I’d known her for years, on and off -- mostly off -- since we’d been in college together, and her brother, Mir Murtaza Bhutto, had been a good friend of mine there too. To be a Bhutto seemed -- to us outsiders -- the essence of glamorous progressivism. Zulfikar Ali Bhutto, their father, was the democratically inclined president of Pakistan, and we thought of the Bhutto family as Pakistan’s Kennedys. Benazir, in jeans and sweaters with her straight black hair, was a torrent of energy; she was garrulous and articulate, skinny as a rake, unfailingly present and engaged, intellectually curious and as ready as a teeny-bopper to chase after every little piece of life she could get.

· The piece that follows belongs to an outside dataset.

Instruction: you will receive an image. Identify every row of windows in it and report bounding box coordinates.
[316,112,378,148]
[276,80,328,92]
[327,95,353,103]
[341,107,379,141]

“Those were fun days, nice days,” she said to me this fall.

But these days: less fun, was the implication. Benazir was 54. At the time of our interview, her mother was dying of Alzheimer’s disease. Her beloved father had been hanged in 1979. She herself had been prime minister of her country twice, deposed twice. Her younger brother, Shah Nawaz, had died under mysterious circumstances on the French Riviera in 1985. My friend Mir had been killed in 1996 after a confrontation with police in front of the family house in Karachi -- rumors persist that Benazir and her husband ordered his death. “In Pakistan,” Mir had told a friend years earlier, “everything is possible, even the impossible.”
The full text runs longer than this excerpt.